Over time Rabbinism came to have a tremendous hold on the Jewish nation.  Johann Jakob Herzog in A Religious encyclopaedia or dictionary of Biblical, historical, ... offers some interesting insight on how this came to be:

When the Jews returned from the Babylonian captivity, they felt that they were not a Mosaic people, but had, in order to become one, first, to learn what Mosaic law was, and, next, to re-organize their social, moral, and religious life in accordance with its prescripts.  The problem thus set before them demanded a union between school and government, and that union forms the very characteristic of rabbinism.  In the schools the Mosaic law was rendered into the popular Chaldaean tongue either by literal translation or by more copious paraphrasing, and to this rendering were added explanations, illustrations, admonitions, etc.  But the transition from a purely theoretical teaching of the law to a practical application of it was, of course, easy to make; and soon the teachers formed, in Jerusalem and other great cities, courts, into which all cases of litigation were brought for adjudication.  It is probably that at first the teachers were priests; but, as there was no necessity for combining those two functions, the teaching of the law, and its judicial application, gradually fell into the hands of the laity, and, as one of the principal duties of those teachers was to copy the sacred books, they received the name of Sopherim ("scribes").

In the time of Simeon the Just, who lived under Alexander the Great, or a little later, the institution attained it perfection and final establishment.  With Simeon the Just, however, begins the second stage in the development of rabbinism.  It was quite natural, that in the interpretation of the law, a tradition should be formed, comprising the opinions of the oldest and wisest interpreters, the Chachamim; and soon this tradition was dated back beyond the Babylonian captivity, even up to Moses.  But where there is tradition, there will come schools.  Antigonus, a pupil of Simeon the Just, formed the first school, and from that branched off afterwards the school of the Sadducees; for the Sadducees were a school before they became a sect.  About the same time a circle of men gathered from among the mass of the people, and pledged themselves to the strictest observance, even the most minute prescripts of the law; and from this circle of men, the Chassidim, afterwards developed the sect of the Pharisees.  Of still greater importance than the formation of schools was the transformation of the whole class of law-teachers into a corporation, which also took place in this period, owing to the introduction of the semichah, or ordination by the laying-on of hands.  Though the semichah was not legally established until about eighty years before Christ, it, too, was dated back to Moses.  Its final form it received from Hillel I.: it could be given only within the boundaries of Palestine, and only with the consent of the president of the sanhedrin, and any one who had received it was eligible to that assembly.    

It is obvious that the scribes during this time used a literal method of interpretation; however, it was a literalness so sharp, it cut out the spiritual requirements of the law. Although they arrived at false conclusions, it wasn’t the fault of the literal method, but the misapplication of it.
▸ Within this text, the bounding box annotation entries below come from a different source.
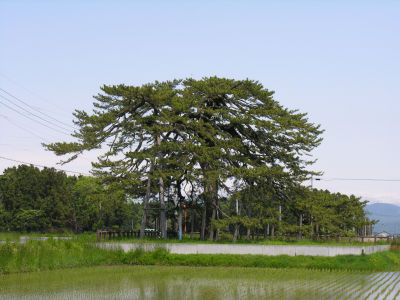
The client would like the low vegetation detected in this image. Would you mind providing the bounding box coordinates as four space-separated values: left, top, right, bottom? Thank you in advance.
0 236 400 273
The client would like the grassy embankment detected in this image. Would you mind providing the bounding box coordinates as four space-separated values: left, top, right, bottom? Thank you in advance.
0 235 400 274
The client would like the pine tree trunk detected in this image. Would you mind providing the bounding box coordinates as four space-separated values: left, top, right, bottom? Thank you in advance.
200 201 207 241
190 208 195 239
246 227 251 241
178 203 182 240
232 224 239 243
158 177 167 239
208 183 218 241
140 162 153 239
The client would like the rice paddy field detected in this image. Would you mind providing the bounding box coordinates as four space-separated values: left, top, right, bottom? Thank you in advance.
0 266 400 299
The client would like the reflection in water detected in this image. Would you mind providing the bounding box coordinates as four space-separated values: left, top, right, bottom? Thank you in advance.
0 266 400 299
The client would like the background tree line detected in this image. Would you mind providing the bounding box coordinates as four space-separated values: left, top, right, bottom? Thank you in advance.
0 165 140 232
0 165 374 241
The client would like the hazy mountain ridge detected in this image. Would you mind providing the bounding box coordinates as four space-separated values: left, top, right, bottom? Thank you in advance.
365 203 400 234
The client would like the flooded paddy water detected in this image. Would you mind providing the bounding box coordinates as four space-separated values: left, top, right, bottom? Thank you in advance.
0 266 400 299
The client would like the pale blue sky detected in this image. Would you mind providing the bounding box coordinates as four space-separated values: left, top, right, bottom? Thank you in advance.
0 0 400 204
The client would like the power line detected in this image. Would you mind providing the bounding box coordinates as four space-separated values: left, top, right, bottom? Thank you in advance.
0 87 75 129
0 72 74 128
0 114 48 142
0 88 69 131
0 156 91 176
0 95 69 136
315 178 400 182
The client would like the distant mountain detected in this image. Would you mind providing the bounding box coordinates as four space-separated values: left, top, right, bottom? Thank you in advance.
365 203 400 234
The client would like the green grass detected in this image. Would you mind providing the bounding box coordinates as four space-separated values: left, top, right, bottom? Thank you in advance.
0 266 378 299
0 235 400 273
101 237 390 246
0 232 388 246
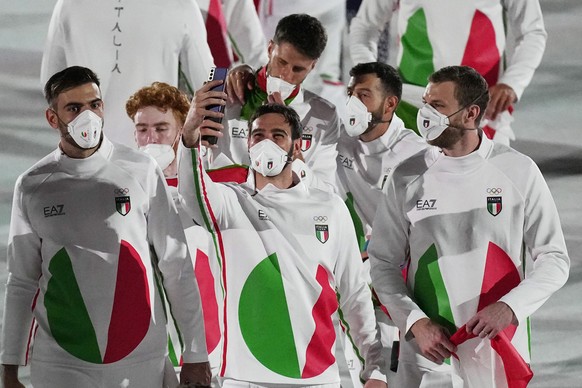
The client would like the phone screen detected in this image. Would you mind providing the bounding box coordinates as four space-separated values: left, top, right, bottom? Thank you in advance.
202 67 228 144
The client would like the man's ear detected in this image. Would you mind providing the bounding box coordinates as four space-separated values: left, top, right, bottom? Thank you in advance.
44 108 59 129
309 59 319 72
384 96 398 116
467 104 481 122
293 138 303 160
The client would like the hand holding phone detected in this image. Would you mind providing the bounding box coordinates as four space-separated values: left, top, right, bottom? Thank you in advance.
202 67 228 144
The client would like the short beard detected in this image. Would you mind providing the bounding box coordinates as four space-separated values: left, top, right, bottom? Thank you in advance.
427 127 465 149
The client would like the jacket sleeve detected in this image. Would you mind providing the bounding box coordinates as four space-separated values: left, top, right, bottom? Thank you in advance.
335 196 386 381
180 0 214 92
0 178 42 365
498 0 548 99
349 0 395 64
40 0 67 87
147 161 208 363
500 162 570 322
368 174 427 333
305 108 343 192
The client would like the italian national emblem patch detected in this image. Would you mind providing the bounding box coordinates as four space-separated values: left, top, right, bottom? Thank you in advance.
487 197 502 217
115 195 131 216
315 224 329 244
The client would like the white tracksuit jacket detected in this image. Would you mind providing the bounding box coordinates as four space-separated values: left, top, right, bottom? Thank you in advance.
0 138 208 385
40 0 214 148
368 136 570 387
178 146 385 385
337 115 428 252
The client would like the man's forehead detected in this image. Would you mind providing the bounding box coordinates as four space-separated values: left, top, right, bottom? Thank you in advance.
424 81 456 102
57 83 101 103
348 73 380 90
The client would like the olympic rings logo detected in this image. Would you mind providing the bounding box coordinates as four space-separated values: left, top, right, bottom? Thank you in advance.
113 188 129 195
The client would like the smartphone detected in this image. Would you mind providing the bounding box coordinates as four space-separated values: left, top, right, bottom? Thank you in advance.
202 67 228 144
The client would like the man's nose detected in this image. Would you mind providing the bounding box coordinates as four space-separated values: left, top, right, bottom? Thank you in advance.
146 130 158 144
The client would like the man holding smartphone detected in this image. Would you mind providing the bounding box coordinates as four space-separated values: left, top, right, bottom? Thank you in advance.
202 14 340 190
179 81 386 388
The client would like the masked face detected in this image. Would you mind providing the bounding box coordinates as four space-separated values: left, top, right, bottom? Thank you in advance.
249 139 291 176
345 96 372 137
416 104 462 141
267 75 296 100
138 128 180 170
67 109 103 149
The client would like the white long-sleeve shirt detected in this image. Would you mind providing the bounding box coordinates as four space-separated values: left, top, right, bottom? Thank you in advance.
0 138 208 369
349 0 547 98
179 146 385 385
368 136 570 387
337 115 428 251
40 0 214 148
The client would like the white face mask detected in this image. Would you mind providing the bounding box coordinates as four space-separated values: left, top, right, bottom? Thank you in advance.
267 75 296 100
344 96 372 137
139 132 180 170
67 109 103 149
416 104 457 141
249 139 289 176
139 143 176 170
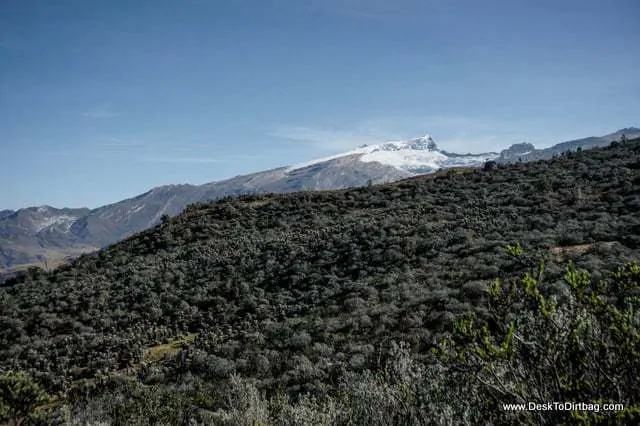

C.A. Briggs, after explaining the thirteen rules that guided Rabbinical interpretation, says this:

Some of the rules are excellent, and so far as the practical logic of the times went, cannot be disputed. The fault of Rabbinical exegesis was less in the rules than in their application, although latent fallacies are not difficult to discover in them, and they do not sufficiently guard against slips of argument.

So despite all the fallacies of Jewish Rabbinism, it must be concluded that they followed a literal, plain method of interpretation.